Hazan, last in Likud’s 30 MKs’ slate, is now a member of the influential Finance Committee, as well as Deputy Chairman of the Knesset, no less. Shortly after he was sworn in as an MK, Israel TV Chanel 2 published an expose, alleging that before he ran for Knesset, Hazan trafficked in prostitutes and supplied illegal drugs to Israelis at a hotel in Bulgaria, which he helped run. Some Likud Knesset members distanced themselves from Hazan. (Netanyahu, by the way, did not.) But when Hazan showed up for a Likud gathering recently, he received a hero’s welcome and talked about a “media conspiracy” to destroy him.

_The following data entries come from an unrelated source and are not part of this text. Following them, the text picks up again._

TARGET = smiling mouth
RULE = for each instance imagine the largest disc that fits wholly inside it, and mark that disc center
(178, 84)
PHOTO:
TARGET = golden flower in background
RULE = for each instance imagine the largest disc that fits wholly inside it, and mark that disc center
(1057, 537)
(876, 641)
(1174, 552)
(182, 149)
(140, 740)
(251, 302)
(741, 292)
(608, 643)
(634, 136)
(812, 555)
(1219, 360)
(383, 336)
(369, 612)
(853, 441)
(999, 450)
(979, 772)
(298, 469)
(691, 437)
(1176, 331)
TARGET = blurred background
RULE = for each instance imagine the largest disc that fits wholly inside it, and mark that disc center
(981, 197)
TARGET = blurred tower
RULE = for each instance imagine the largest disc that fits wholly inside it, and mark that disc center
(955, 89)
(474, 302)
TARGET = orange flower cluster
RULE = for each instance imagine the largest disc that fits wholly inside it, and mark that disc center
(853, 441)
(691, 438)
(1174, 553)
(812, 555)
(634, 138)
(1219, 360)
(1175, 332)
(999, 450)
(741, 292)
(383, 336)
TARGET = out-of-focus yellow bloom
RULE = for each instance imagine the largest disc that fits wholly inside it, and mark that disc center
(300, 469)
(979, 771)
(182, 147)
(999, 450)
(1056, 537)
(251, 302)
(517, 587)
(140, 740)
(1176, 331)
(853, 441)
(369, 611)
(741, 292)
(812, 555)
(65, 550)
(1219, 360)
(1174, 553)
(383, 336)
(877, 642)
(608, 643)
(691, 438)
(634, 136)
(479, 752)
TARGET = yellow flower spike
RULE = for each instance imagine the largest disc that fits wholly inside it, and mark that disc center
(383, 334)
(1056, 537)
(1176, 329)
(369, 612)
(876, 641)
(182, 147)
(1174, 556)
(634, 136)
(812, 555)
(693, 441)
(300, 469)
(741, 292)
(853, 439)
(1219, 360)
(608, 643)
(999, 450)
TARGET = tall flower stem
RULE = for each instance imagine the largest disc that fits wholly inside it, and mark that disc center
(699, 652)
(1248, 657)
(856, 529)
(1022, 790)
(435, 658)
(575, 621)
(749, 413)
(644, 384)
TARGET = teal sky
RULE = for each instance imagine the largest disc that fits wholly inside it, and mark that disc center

Hazan is not the only one to outdo the satirists. Take Knesset member Bezalel Smotrich of the Jewish Home, who earlier this month introduced legislation that would compel members of Israeli organizations that receive funding from foreign governments to wear a special badge, “visibly, on their clothing,” when they are in the Knesset. Was he unaware of the connotations, of the irony? Does he care?

Or take Prime Minister Netanyahu, the Israeli leader who on Election Day scared his right-wing voters by releasing a panicked video, just hours before the polls closed, warning that “the Arabs are flocking in droves to the polling stations,” sending Arab voters, citizens of Israel, a message of rejection and exclusion. That same Netanyahu last week issued another videotaped statement, this time congratulating Israel’s Muslim citizens on the holy month of Ramadan. This time around, after juxtaposing the chaotic Muslim world with Israel as “an island of security and stability,” without flinching, Netanyahu tells Israel’s Muslim citizens, “You are an inseparable part of Israeli society.”

Want more? Take Israel’s new top diplomat, Deputy Foreign Minister Tzipi Hotoveli. In the absence of a foreign minister, she’s officially Israel’s face to the world. Upon taking office, Hotoveli spoke to members of the Foreign Service, and urged them to persuade the world of Israel’s just cause by reminding the world that God has given the Land of Israel – all of it — to the Jews. If we just believe in the justness of our cause, she said, we will prevail.

Hotoveli’s Foreign Ministry, in preparation for the UN report on the Gaza War, circulated a viral video on social networks, ridiculing foreign correspondents for their allegedly clueless coverage of the war. Justifiably outraged, Israel’s Foreign Press Association issued a statement slamming the government.

Other senior Israelis seem to be competing in this national sport of offending allies. Former Ambassador to the US and current Knesset Member Michael Oren, in a series of recent articles to promote his tell-all book, is assailing American Jewish journalists, American Jewish senior administration officials, and, of course, President Obama, whom he had the audacity to psycho-analyze. (Not a word from Netanyahu, by the way, to distance himself from Oren’s attacks.) And then comes Judy Shalom-Nir-Mozes, the wife of Israel’s Interior Minister, a particularly vulgar media personality in her own right, with a racist anti-Obama Twitter joke, humiliating the leader of Israel’s chief ally.

Should I mention Miri Regev, the Minister of Culture’s attack on Israel’s cultural establishment, the establishment that she’s supposed to support and advance? (Regev recently called Israeli artists a bunch of “tight-assed, thankless hypocrites.”)

Who needs satire, right?

Ridiculous, over-the-top and hysterical as this government may be, its damage to Israel’s public life and to Israel’s international relations is immeasurable. Not a laughing matter, really. And it’s been just a month since its swearing in.